Cache task results to skip re-execution on subsequent runs:

@uniflow.task(
config=RayTask(head_cpu=1, head_memory="4Gi"),
cache_enabled=True,
cache_version="v1",
)
def feature_prep(columns: list[str]):
...

Cached results are available for approximately 28 days (platform-managed). Change cache_version to force re-execution.

Retry

Automatically retry failed tasks:

@uniflow.task(
config=RayTask(head_cpu=1, head_memory="4Gi"),
retry_attempts=3,
)
def train(params: dict):
...

Each retry creates a fresh cluster for better isolation.

Task overrides

Create task variants with different resource configurations using with_overrides():

@uniflow.workflow()
def train_workflow(dataset_cols: str):
columns = dataset_cols.split(",")

# Run feature_prep with more resources
large_feature_prep = feature_prep.with_overrides(
alias="large_feature_prep",
config=RayTask(head_cpu=2, worker_instances=2),
)
train_dv, validation_dv = large_feature_prep(columns=columns)
...

Important: The override config replaces the original config entirely -- it does not merge fields.

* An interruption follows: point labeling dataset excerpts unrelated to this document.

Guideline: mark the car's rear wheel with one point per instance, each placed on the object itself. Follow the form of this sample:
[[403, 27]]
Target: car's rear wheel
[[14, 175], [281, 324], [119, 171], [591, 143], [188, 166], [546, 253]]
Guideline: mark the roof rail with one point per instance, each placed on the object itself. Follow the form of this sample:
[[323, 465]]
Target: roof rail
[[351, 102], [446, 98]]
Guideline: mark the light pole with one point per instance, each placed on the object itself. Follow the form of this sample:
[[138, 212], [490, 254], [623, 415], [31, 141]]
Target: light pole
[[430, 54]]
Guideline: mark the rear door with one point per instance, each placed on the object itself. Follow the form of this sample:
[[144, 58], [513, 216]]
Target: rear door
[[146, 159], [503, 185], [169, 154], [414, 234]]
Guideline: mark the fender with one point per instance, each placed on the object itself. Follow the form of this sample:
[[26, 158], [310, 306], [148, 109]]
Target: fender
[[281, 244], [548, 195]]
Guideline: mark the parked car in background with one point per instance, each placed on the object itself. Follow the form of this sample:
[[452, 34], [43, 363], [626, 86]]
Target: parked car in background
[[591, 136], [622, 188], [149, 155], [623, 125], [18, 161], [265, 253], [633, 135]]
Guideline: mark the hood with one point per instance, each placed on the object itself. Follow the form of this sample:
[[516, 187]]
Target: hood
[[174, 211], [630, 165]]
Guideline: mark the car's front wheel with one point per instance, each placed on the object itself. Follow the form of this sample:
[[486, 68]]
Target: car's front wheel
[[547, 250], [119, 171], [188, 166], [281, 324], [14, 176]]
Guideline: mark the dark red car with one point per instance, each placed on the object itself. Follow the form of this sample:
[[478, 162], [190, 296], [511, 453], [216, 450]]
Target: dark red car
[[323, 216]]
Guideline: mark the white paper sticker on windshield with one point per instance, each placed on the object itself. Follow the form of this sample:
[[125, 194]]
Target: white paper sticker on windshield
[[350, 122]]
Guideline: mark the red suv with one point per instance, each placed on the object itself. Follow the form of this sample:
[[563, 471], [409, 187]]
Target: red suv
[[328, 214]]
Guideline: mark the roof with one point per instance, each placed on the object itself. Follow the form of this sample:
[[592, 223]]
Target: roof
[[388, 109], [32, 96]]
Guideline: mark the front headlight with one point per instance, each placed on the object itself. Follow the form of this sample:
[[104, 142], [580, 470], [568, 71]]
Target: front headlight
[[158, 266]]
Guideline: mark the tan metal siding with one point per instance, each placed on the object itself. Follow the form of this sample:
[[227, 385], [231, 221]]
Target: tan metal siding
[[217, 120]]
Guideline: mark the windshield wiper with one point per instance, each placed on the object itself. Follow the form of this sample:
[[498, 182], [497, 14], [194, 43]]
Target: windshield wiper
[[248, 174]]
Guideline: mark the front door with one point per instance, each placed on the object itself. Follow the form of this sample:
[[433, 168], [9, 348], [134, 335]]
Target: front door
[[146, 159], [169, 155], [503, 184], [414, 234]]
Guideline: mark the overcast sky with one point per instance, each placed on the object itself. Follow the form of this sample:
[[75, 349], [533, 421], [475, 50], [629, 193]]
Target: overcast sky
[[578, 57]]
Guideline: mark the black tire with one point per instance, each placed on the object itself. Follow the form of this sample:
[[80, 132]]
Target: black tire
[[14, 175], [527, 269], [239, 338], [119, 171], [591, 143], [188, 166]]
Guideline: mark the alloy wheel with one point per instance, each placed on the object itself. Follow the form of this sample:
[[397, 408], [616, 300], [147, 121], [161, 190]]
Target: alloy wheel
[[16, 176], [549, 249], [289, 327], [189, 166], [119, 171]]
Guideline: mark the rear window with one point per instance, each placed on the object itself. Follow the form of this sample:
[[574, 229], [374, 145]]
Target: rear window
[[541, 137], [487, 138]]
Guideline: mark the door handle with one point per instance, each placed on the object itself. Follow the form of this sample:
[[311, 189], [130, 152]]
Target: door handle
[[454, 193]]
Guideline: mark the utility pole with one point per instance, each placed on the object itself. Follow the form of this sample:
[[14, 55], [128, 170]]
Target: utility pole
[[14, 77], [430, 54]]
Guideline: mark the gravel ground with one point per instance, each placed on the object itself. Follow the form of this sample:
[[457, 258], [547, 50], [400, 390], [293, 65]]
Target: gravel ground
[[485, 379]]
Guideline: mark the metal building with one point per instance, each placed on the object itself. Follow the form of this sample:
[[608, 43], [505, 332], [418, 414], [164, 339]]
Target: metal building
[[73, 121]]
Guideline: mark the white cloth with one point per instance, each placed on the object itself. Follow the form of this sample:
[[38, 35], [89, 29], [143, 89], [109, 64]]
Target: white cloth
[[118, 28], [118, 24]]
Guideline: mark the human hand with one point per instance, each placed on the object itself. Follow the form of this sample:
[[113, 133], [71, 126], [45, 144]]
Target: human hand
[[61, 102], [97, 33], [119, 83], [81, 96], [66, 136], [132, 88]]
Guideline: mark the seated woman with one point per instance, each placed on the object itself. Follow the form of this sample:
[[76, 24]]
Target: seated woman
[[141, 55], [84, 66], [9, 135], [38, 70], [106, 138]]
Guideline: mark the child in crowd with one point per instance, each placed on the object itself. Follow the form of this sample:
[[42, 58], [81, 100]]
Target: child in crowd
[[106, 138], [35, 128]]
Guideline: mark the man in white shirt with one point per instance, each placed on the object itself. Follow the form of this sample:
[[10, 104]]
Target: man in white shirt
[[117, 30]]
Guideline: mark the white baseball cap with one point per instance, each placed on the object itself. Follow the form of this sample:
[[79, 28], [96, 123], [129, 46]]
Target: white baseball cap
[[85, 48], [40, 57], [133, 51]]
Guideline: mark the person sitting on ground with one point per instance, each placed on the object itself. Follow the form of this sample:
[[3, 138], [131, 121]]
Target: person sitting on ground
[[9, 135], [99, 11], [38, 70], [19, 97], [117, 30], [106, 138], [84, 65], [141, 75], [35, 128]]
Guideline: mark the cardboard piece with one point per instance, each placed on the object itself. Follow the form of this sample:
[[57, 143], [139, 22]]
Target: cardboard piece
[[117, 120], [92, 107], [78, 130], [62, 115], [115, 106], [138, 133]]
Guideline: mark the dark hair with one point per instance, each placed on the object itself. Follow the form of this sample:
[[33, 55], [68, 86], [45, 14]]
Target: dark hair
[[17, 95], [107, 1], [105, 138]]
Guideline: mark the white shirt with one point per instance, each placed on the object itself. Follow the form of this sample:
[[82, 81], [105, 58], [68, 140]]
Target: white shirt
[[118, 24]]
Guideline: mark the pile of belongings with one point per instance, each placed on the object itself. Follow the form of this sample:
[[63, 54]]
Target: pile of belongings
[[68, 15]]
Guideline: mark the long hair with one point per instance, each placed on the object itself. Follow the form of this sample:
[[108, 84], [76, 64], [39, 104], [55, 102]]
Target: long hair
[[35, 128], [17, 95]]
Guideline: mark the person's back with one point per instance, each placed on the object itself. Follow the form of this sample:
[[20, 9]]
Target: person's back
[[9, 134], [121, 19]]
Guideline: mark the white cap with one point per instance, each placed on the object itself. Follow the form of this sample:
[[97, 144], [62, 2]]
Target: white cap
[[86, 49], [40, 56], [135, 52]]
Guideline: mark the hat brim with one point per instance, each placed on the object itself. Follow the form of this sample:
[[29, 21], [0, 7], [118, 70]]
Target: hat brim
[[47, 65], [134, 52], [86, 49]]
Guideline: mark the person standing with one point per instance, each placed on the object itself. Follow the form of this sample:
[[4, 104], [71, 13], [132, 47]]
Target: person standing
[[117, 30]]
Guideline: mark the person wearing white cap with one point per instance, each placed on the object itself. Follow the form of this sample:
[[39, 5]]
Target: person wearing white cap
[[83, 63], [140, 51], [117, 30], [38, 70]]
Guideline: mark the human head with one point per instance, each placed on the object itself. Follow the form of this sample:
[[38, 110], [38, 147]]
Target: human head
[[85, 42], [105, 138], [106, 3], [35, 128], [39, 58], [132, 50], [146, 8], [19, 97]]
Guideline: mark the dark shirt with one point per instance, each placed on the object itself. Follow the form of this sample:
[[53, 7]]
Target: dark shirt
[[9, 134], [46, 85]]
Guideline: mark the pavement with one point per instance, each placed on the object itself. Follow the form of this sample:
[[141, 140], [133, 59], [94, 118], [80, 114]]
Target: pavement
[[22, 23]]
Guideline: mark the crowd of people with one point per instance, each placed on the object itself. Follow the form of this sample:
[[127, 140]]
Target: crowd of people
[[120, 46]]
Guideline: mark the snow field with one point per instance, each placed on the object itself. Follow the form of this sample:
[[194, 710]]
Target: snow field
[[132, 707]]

Specify all required fields in the override.

Complete example

See the full Boston Housing XGBoost example at python/examples/boston_housing_xgb/. This example demonstrates:

  • Heterogeneous workflow: Ray tasks for data prep and training, Spark task for preprocessing
  • Task caching: Reuse feature preparation results across runs
  • Task overrides: Customize resource allocation per workflow
  • DatasetVariable: Pass datasets between tasks across different compute frameworks

Next steps

Troubleshooting

  • Out of memory during training? Increase head_memory or worker_memory in your task config, or reduce your dataset size for local runs.
  • Remote run fails to start? Verify your Docker image exists and is accessible. Check that --storage-url points to a valid S3-compatible bucket.
  • Workflow code errors with "not supported in Starlark"? Move the unsupported syntax (imports, try-except, f-strings) into a task function. See Workflow constraints.